Typhoon is one of Joseph Conrad's early tales of the sea, a feature which plays a prominent role throughout his writings. Conrad began his own nautical career when he was sixteen, eventually becoming a captain in the British Merchant Service.

The copy of Typhoon on display here is one of the colonial editions referred to by William Cagle in his letter to Elkin Matthews. Colonial editions were typically cheaper (in both senses of the word) than their English counterparts and were only to be sold in colonies of the British Empire, as indicated by the statement on the front cover of this copy.

Samuel Taylor Coleridge. The Rime of the Ancient Mariner. London: Edward Arnold at the Essex House Press, 1903.

The Essex House Press followed in the footsteps of William Morris' Kelmscott Press and the Arts and Crafts movement. When the Kelmscott Press ceased operating in 1898 many of its workers transferred to the short-lived Essex House Press, which operated from 1898 to 1910.

This edition was limited to 150 copies printed on vellum. It features a gilt opening initial and the illustration by W. Strang on display.

Patrick O'Brian. Manuscript Notes for The Letter of Marque (published in 1988).

The tradition of nautical fiction has continued into the present and is most evident in Patrick O'Brian's series of Aubrey-Maturin novels. The series is set during the Napoleonic wars and grounded in details drawn from historical accounts of naval battles.

In this selection from the working notes for The Letter of Marque, O'Brian sketches a model of the 'pahi', small twin-keeled boats used by a group of Polynesian women who capture Aubrey and Maturin. Elsewhere in the notes for this novel, O'Brian considers the possibility of making Aubrey's vessel, the Surprise, a South Seas whaler rather than a privateer.

Patrick O'Brian. Manuscript of Master and Commander (published in 1970).

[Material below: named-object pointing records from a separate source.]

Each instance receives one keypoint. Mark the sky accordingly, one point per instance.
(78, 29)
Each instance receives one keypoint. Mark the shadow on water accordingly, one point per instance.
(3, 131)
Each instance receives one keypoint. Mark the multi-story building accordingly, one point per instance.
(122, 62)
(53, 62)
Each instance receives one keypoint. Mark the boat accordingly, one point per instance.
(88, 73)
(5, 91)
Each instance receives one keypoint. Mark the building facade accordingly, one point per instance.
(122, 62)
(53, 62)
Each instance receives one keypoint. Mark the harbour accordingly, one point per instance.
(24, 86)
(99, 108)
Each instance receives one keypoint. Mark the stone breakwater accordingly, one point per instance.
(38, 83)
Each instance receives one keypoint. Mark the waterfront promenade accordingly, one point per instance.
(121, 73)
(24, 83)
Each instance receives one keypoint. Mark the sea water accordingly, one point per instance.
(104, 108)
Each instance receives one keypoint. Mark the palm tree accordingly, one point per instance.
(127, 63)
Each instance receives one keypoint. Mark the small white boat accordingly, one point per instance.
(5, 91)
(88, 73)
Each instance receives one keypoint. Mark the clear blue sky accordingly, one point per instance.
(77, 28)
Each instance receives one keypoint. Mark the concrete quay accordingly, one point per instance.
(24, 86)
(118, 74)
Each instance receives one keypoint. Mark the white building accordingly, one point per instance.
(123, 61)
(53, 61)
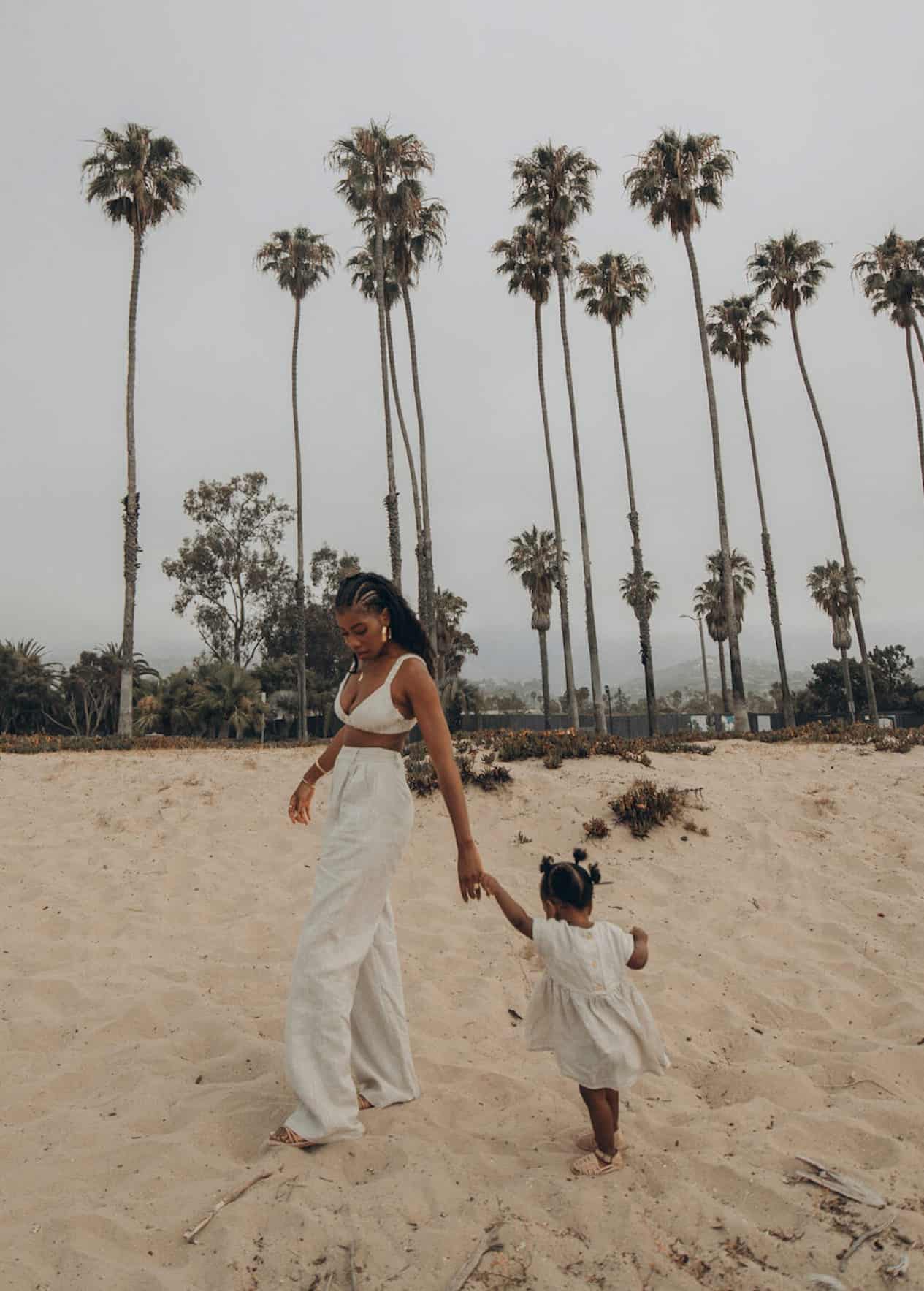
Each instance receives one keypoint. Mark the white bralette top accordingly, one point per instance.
(378, 712)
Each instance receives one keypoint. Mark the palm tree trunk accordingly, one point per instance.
(429, 609)
(641, 611)
(848, 685)
(570, 692)
(918, 403)
(841, 531)
(129, 510)
(597, 688)
(412, 471)
(299, 533)
(705, 670)
(725, 696)
(789, 710)
(543, 661)
(920, 338)
(392, 498)
(740, 703)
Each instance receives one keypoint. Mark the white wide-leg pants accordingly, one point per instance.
(346, 1019)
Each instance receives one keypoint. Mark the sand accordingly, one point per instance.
(153, 908)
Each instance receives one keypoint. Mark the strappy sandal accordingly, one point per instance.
(286, 1138)
(597, 1163)
(587, 1141)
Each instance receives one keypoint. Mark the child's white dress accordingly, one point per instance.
(587, 1011)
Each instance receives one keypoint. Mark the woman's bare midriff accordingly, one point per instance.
(354, 739)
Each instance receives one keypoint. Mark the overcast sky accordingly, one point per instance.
(822, 104)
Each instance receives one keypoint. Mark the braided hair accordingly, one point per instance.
(570, 883)
(373, 593)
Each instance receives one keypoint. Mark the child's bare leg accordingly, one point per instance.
(600, 1119)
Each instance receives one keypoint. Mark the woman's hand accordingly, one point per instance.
(299, 803)
(471, 872)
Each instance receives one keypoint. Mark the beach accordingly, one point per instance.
(154, 900)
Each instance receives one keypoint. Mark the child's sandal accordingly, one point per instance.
(597, 1163)
(587, 1141)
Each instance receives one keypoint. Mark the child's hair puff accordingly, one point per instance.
(570, 882)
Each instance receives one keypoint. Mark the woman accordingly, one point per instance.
(346, 1006)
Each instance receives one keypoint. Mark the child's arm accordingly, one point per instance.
(639, 957)
(513, 910)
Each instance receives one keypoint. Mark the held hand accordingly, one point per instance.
(470, 873)
(299, 803)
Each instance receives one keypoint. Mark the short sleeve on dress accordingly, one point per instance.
(625, 942)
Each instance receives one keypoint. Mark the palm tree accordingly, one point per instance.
(611, 288)
(138, 178)
(535, 558)
(363, 267)
(676, 181)
(736, 328)
(299, 261)
(895, 282)
(709, 604)
(527, 260)
(419, 235)
(554, 185)
(828, 585)
(372, 163)
(790, 271)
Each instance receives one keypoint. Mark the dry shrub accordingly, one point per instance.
(646, 804)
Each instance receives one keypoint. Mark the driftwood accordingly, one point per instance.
(488, 1242)
(865, 1237)
(190, 1235)
(841, 1184)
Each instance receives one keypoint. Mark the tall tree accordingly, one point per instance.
(893, 281)
(232, 571)
(709, 604)
(362, 265)
(299, 261)
(611, 288)
(790, 271)
(676, 181)
(138, 178)
(830, 593)
(555, 186)
(535, 558)
(419, 232)
(372, 163)
(736, 328)
(528, 262)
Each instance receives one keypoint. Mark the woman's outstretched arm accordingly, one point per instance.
(425, 703)
(299, 803)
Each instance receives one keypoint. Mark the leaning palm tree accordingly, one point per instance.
(528, 264)
(676, 181)
(372, 163)
(535, 558)
(736, 328)
(611, 288)
(709, 604)
(138, 178)
(362, 265)
(790, 273)
(417, 235)
(829, 592)
(641, 589)
(299, 261)
(555, 185)
(895, 283)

These are the opening lines of Master and Commander, the first book of O'Brian's Aubrey-Maturin series. The two characters are introduced in this scene while attending a concert in Minorca. The manuscript includes a number of corrections made by O'Brian.

In the recent film adaptation of two books from the series, Master and Commander and The Far Side of the World, Aubrey and the Surprise pursue a French warship, the Acheron. In the novel The Far Side of the World this ship is actually an American warship, the USS Essex, the same ship that captured the British sloop Alert (see the Log Book of the H.M.S. Alert in section II of this exhibition).